Finding Human Equivalence and Wisdom in Nature

February 13, 2019
Dr. Michael W. Fox

Ecologically, love is inter-species symbiosis. Communion is commensalism. Economically, ecosystems are regeneratively self-sustaining.  Politically, natural ecosystems, as Russian Count Peter Kropotkin concluded from his studies of the Steppes of his homeland. an-archic.  There is no ruler or dictated order beyond the matrix of inter-species symbiosis which he called mutual aid: An organic democracy of diverse species that maintain the life and beauty of that wild community.  Predators like the wolf packs that remove the sick and infirm, keeping herds healthy and protecting the forests from over-grazing by controlling their numbers are vital contributors to biodiversity.  We now threaten such biodiversity, seventy percent of the animals on Earth being us and the animals we raise and kill for food.

Kropotkin's evidence was dismissed by the Darwinists, advocates of the survival of the fittest during the colonial times of Empire building and global exploitation.

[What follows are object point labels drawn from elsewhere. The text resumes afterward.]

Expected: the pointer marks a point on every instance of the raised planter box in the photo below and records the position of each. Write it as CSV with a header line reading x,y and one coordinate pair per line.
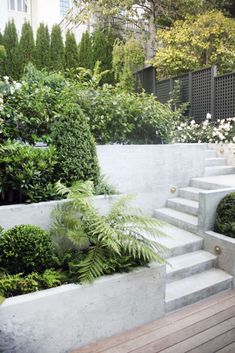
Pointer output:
x,y
61,319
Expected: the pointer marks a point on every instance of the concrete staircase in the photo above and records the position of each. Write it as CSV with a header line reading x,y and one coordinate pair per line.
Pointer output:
x,y
191,272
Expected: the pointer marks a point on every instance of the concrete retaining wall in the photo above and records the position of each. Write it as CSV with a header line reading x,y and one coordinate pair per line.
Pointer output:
x,y
39,213
60,319
226,260
151,170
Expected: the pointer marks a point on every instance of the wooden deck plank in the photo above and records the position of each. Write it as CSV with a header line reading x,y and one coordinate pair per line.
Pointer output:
x,y
187,332
201,338
230,348
215,344
205,308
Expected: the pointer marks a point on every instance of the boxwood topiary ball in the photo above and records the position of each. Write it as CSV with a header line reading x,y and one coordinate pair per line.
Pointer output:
x,y
26,249
225,216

French biologist Jean-Baptiste Lamarck (1744–1829) proposed that environmental  influences on one generation can be passed on to the next.  He was long dismissed by the scientific community of genetic determinists and the bioengineers of life and patent-holders.  But now epigenetics is being accepted and Lamarck given recognition long overdue.

The science and application of love in all our relationships with other sentient beings has been too long ignored and suppressed by ignorance and exploitation.  Bear scientist Lynn Rogers became friends with the wild bears he studied and told the world about because they were not afraid of him and with that trust behaved naturally around him.  His love-approach to studying an animal, echoing the words of Konrad Lorenz, one of the founders of the science of ethology who said “ Before you can really study an animal you must first love it” was professionally ridiculed and the Minnesota state authorities stopped his research on the grounds that he was making these bears dangerous to the public which was untrue. The scientific method is impartial and objective but that does not mean treating animals as objects, often disposable.